Mio figlio ha l’emofilia. Il racconto di Francesca

Mio figlio aveva solo 4 mesi quando è stato ricoverato in ospedale per una bronchite asmatica. Potete immaginare l’ansia di una neomamma nel sapere il proprio piccolo ricoverato. Le sue piccole vene non erano accessibili e le infermiere fecero molta fatica ad effettuare il prelievo venoso per le indagini di laboratorio, tra i pianti convulsi del piccolo che non ne voleva sapere di farsi punzecchiare. Alla fine ce la fecero, e iniziò il ricovero. Durante la notte, però, Alberto piangeva incessantemente. Rifiutava il latte del mio seno ma reclamava insistentemente acqua. Io capii immediatamente che qualcosa non andava, ma l’infermiera del turno di notte mi considerò una delle tante mamme ansiose che popolavano il suo reparto.
Inizia così il racconto di Francesca, mamma di Alberto, che oggi ha 15 anni.
“Il piccolo non si calmava in alcun modo, quindi pensai di scoprirlo… forse lo avevo vestito troppo, forse in ospedale fa troppo caldo. Lo spogliai e quella fu la peggior scena della mia vita, quella con la quale l’emofilia entrò prepotentemente nella mia vita: Alberto aveva il braccio nero, completamente tumefatto. Accorsero medici, infermieri e rianimatori. Io attesi fuori, ricordo ancora la solitudine e la freddezza della sedia metallica sulla quale attesi fuori dalla rianimazione un tempo infinito, pensando che avrei potuto perdere mio figlio, quanto di più prezioso possa esistere al mondo”.
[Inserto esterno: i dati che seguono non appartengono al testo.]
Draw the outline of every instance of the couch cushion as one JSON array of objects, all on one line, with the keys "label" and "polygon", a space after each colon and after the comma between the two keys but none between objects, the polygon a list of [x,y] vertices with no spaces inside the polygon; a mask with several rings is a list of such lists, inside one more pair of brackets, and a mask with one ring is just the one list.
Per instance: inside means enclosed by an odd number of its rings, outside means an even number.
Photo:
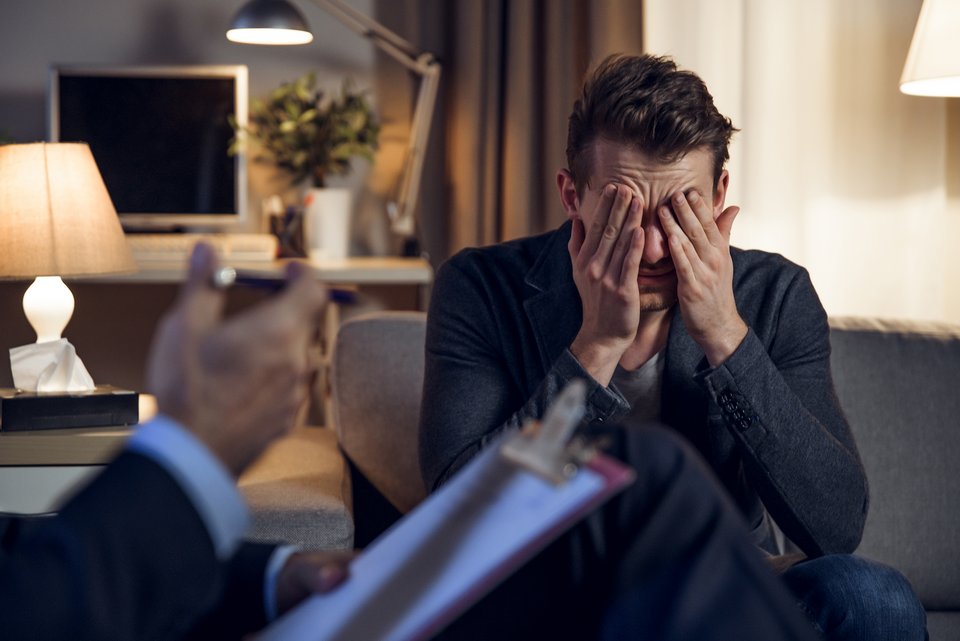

“Finalmente il medico uscì, venne da me e mi chiese se nella mia famiglia fossero noti casi di EMOFILIA. EMOCHECCOSA? Non ne avevo mai sentito parlare. O forse si… ma non ricordavo certamente cosa significasse. Me lo feci spiegare una, due, forse dieci volte. Non capivo fino in fondo che cosa stesse succedendo, ma nel frattempo organizzarono il trasferimento di mio figlio al policlinico di Bari.
Era con una flebo attaccata ad una gamba, la mascherina dell’ossigeno che gli copriva tutto il volto e aveva lividi ovunque. Ero atterrita e durante il viaggio in ambulanza continuavo a pensare al peggio”.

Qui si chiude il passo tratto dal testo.